II
It was not until Perrison joined her in the conservatory after dinner that she found herself called on to play the part set her by her brother.
She had gone there—though nothing would have induced her to admit the fact—in the hope that someone else would follow: the man with the lazy blue eyes and the eyeglass. And then instead of him had come Perrison, with a shade too much deference in his manner, and a shade too little control of the smirk on his face. With a sudden sick feeling she realised at that moment exactly where she stood. Under a debt of obligation to this man—under the necessity of a tête-à-tête with him, one, moreover, when, if she was to help Bill, she must endeavour to be extra nice.

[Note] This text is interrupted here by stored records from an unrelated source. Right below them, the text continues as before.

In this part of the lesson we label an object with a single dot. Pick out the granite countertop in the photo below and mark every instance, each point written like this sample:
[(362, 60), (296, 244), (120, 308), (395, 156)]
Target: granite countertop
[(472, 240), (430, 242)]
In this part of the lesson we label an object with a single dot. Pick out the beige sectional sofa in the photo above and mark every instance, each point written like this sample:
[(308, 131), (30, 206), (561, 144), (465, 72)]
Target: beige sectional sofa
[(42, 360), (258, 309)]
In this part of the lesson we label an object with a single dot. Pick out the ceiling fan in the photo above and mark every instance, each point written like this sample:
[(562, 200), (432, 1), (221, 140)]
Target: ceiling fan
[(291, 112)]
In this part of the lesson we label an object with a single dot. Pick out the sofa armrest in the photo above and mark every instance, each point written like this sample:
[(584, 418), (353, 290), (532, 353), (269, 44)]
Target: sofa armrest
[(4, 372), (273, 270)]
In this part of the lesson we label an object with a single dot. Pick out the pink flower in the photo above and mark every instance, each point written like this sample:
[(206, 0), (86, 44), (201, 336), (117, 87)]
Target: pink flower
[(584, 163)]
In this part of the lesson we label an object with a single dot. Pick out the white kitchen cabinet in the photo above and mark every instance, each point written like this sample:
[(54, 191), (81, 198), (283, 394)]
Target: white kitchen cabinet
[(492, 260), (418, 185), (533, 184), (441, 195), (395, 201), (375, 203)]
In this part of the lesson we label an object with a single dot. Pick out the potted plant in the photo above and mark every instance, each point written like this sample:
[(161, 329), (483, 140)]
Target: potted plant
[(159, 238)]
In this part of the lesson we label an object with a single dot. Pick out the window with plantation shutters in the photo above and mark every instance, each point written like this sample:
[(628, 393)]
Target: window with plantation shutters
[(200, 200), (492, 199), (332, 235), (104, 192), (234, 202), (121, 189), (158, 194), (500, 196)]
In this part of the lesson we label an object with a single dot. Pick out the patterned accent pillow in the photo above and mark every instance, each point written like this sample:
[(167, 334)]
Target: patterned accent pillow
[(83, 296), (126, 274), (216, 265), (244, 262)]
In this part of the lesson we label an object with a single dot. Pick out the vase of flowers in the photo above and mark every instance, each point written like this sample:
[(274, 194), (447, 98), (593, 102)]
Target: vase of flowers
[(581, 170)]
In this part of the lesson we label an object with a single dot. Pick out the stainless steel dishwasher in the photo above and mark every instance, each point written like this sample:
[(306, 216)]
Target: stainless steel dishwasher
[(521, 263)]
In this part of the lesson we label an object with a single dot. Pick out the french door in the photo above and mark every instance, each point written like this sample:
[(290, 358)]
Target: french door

For a while the conversation was commonplace, while she feverishly longed for someone to come in and relieve the tension. But Bridge was in progress, and there was Snooker in the billiard-room, and at length she resigned herself to the inevitable. Presumably she would have to thank him for his kindness to Bill; after all he undoubtedly had been very good to her brother.
“Bill has told me, Mr. Perrison, how kind you’ve been in the way you’ve helped him in this—this unfortunate affair.” She plunged valiantly, and gave a sigh of relief as she cleared the first fence.
Perrison waved a deprecating hand. “Don’t mention it, Miss Daventry, don’t mention it. But—er—of course, something will have to be done, and—well, there’s no good mincing matters—done very soon.”
The girl’s face grew a little white, but her voice was quite steady.
“But he told me that you had arranged things with these people. Please smoke, if you want to.”
Perrison bowed his thanks and carefully selected a cigarette. The moment for which he had been playing had now arrived, in circumstances even more favourable than he had dared to hope.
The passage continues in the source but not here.